Did you know that riding a bicycle with a motor in a dedicated bike lane — or on a sidewalk — is against the law in Idaho?
Did you also know that motorized bikes need a stoplight, taillight, and a horn? If they don’t have those items, motorized bikes are not street legal. And it’s not just those three items. For a complete list of what is needed for a motorized bicycle to be legal, check out http://www.itd.idaho.gov/dmv/driverservices/documents/motorcycle_manual.pdf
We were recently contacted by a member of the public on our ACSO Twitter (@AdaCoSheriff) asking for clarity on what the rules were for bikes with a motor.
If you want to do a deep dive, check out Idaho Code 49-114 (http://legislature.idaho.gov/idstat/Title49/T49CH1SECT49-114.htm).

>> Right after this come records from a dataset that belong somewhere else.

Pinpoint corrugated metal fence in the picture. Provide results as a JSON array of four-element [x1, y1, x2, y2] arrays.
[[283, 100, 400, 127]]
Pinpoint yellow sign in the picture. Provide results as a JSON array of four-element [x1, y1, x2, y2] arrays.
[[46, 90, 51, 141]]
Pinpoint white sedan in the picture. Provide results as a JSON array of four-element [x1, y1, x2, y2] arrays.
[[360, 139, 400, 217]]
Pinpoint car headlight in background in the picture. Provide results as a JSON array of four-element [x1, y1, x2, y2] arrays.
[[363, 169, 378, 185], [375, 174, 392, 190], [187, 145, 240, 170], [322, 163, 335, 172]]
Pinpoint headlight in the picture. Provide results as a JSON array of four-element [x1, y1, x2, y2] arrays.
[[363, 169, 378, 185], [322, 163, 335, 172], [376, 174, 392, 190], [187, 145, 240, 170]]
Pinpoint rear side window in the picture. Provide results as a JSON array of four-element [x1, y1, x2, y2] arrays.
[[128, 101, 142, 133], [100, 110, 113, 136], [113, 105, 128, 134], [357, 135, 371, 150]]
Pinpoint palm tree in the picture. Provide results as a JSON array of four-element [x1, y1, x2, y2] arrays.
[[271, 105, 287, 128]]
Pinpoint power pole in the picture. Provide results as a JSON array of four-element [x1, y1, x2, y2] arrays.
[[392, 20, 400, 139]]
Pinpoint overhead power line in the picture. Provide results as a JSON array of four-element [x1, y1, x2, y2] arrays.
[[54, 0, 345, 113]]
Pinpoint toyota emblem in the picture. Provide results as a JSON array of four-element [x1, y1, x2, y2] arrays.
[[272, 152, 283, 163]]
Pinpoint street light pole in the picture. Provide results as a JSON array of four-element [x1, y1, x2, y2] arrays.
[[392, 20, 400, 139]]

We’ll stick to the main points here. One thing motorized cyclists do not need to be street legal is to have a driver’s license or insurance.
The main point is this. Once someone puts a motor on a bike, it is becomes just like a motorcycle, scooter, or moped — when the motor is on. That means they are just like a car or any other motorized vehicle and must follow all regular traffic rules.
If the motor is on and the cyclist is still pedaling, that doesn’t matter. It’s still a motorized vehicle.
The only way such vehicles can be legally in a dedicated bike lane is if the cyclist has turned the motor off and is pedaling.
If cyclists use a motor and are in a dedicated bike lane, they risk getting a ticket. If they do not have the legally required equipment, they risk getting a ticket.